На очередном булыжнике подошва осиротевшего «адидаса» взбунтовалась и весело поехала вниз. Андрей, не успев среагировать, нелепо замахал руками и рухнул на тропу. Туфель с визгом отскочил.
И только сейчас, когда его грубо выдернули из сладкой пропасти самобичевания, стало ясно, что никакой тропы уже и нет. Спереди – бледные лесные цветы, гнилой валежник и поросшие лишайником камни, позади то же самое. С обоих боков – молодые тонкие березы и лиственницы, перемежающиеся корявыми кустами и редкими деревьями-патриархами. Видимость сошла на нет.
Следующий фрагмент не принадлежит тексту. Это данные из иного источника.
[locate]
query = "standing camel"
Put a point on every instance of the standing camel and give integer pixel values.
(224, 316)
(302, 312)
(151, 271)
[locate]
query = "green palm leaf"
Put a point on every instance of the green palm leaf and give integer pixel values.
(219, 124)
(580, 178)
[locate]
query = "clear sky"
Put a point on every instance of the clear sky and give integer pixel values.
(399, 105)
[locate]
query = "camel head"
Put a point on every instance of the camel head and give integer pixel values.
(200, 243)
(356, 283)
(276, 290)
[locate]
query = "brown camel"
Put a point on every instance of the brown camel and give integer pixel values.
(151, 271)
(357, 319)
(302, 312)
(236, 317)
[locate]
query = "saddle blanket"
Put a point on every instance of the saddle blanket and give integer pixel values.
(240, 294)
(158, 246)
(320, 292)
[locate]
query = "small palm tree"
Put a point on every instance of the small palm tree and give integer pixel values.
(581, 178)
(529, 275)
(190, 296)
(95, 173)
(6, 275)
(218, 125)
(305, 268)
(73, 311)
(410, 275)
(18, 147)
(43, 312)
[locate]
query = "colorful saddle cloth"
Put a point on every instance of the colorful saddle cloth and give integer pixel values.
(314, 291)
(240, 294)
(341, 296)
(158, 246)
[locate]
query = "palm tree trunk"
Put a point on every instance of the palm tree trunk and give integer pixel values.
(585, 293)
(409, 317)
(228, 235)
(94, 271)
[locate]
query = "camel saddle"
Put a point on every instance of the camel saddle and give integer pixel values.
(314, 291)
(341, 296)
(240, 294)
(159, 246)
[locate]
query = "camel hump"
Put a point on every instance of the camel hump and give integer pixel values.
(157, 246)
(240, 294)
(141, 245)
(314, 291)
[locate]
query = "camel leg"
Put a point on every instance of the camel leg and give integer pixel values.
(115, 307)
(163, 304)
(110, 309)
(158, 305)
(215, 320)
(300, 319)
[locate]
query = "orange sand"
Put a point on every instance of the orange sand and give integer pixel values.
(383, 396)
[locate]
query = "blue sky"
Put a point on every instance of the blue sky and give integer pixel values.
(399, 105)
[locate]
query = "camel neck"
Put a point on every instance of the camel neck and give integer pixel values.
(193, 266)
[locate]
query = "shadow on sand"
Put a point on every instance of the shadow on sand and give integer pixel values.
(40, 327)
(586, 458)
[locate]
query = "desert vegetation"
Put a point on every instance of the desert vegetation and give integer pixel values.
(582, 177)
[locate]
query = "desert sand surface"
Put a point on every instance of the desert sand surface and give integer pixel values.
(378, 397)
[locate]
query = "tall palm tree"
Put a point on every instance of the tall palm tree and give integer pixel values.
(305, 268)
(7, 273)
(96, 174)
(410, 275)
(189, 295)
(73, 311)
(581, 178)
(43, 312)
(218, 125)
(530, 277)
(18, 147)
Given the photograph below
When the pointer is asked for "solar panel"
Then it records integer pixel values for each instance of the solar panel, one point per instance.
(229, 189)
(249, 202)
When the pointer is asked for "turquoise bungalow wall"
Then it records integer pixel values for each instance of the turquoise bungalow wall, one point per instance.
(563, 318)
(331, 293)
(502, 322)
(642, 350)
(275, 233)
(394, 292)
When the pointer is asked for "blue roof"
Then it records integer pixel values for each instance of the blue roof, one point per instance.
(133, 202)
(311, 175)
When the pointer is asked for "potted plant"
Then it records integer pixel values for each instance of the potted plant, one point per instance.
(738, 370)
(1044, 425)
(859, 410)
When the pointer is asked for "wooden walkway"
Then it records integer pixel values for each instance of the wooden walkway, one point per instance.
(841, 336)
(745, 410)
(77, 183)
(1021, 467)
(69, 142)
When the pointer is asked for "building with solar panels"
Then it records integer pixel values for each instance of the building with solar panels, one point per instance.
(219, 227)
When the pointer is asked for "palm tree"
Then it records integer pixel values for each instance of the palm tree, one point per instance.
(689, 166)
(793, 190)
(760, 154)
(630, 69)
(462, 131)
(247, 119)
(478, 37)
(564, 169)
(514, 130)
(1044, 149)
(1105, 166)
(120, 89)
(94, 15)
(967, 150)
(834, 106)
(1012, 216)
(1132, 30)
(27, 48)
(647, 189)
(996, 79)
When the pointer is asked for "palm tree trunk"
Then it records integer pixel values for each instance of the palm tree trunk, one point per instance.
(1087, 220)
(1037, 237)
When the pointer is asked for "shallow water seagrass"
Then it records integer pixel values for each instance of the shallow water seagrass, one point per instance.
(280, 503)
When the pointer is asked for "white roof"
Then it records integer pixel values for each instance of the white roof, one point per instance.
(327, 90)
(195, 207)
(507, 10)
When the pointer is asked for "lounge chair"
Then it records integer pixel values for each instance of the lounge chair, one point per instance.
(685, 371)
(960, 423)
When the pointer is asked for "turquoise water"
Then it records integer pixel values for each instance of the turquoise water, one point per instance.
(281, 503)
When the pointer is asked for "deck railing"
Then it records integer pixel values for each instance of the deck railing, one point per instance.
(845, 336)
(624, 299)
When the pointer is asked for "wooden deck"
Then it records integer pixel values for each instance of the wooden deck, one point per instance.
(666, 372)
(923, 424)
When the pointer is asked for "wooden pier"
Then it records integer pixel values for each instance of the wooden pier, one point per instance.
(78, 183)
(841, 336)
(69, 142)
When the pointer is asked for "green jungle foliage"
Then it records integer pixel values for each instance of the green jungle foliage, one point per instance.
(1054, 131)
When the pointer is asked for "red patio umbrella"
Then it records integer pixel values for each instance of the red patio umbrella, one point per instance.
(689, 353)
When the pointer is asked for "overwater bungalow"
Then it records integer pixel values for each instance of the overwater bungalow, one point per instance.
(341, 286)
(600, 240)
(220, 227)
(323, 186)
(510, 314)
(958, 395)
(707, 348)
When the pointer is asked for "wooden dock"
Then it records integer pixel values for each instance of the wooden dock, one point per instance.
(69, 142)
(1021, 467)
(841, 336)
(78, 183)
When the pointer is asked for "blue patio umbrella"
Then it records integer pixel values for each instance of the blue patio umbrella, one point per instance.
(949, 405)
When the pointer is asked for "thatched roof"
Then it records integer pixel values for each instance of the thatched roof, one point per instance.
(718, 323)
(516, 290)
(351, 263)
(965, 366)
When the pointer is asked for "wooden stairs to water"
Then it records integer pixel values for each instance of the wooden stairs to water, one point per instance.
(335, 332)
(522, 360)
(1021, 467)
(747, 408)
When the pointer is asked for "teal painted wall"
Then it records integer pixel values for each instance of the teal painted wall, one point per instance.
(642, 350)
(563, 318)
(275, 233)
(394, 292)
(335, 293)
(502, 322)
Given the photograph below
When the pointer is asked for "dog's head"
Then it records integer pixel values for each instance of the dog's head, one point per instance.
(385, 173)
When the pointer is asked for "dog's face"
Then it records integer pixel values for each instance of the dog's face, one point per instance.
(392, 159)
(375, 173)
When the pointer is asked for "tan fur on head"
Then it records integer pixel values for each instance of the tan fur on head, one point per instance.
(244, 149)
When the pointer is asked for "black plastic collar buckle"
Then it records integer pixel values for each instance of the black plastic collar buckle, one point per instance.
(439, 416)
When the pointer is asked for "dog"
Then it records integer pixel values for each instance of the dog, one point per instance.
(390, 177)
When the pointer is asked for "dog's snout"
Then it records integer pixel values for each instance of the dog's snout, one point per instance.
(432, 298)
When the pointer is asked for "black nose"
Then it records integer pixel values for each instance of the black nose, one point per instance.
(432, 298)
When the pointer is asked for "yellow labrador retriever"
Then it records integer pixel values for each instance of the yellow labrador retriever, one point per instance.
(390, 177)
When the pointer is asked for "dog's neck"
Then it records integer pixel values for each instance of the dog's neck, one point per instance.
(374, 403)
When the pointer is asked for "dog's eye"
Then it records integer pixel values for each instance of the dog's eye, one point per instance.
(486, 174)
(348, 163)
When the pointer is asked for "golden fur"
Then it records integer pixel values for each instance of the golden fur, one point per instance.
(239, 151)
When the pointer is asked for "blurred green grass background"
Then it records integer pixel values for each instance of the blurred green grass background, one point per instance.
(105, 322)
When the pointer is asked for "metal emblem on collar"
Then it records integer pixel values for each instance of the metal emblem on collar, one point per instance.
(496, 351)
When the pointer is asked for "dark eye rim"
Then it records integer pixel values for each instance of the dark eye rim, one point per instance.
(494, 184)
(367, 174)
Он где-то читал, что бинокулярное зрение появилось у мохнатых пращуров человека, чтобы дать им возможность видеть сквозь пышную растительность – рентген без рентгена. Но сейчас его могли бы окружать глухие стены – непонятно, как ему удавалось продираться через этот бурелом раньше. Непонятно даже, с какой стороны он пришел. Стволы, перекореженные и прямые как флагштоки, выпирали из земли где попало, на разных уровнях. Местность во всех направлениях и повышалась, и понижалась сразу. Его могла спасти гроза, но стоило мелькнуть этой спасительной мысли, как на лоб ему упала первая капля дождя, потом вторая, и через миг-другой зеленые покровы уже кропили его фильтрованной моросью. Где-то там, над кронами, били неоновые разряды, но под древесный балдахин они просачивались лишь отголосками, отовсюду и ниоткуда.
Андрей присел на ближайший валун, стылый и шершавый. Теперь торопиться было некуда. Заблудился – ну и что с того, не тайга же. Выбрал курс и пилишь, пилишь, пилишь. В конце концов куда-нибудь выпилишь. А может, и нет. Как дед Егор с этим своим Тарасом. Ушли в августе девяносто девятого по ягоды, да так и не вернулись. Бабушка говорила, волки. Хотя на кой им летом люди? Темная история, в общем. Двое человек – и как в воду канули. Только в лес. Может, конечно, никто особо и не искал. И это еще местные. А тут какой-то городской задохлик без определенных занятий. Его хоть видел кто-нибудь в деревне? Туфель и то завел больше знакомств, но и его вряд ли хватятся.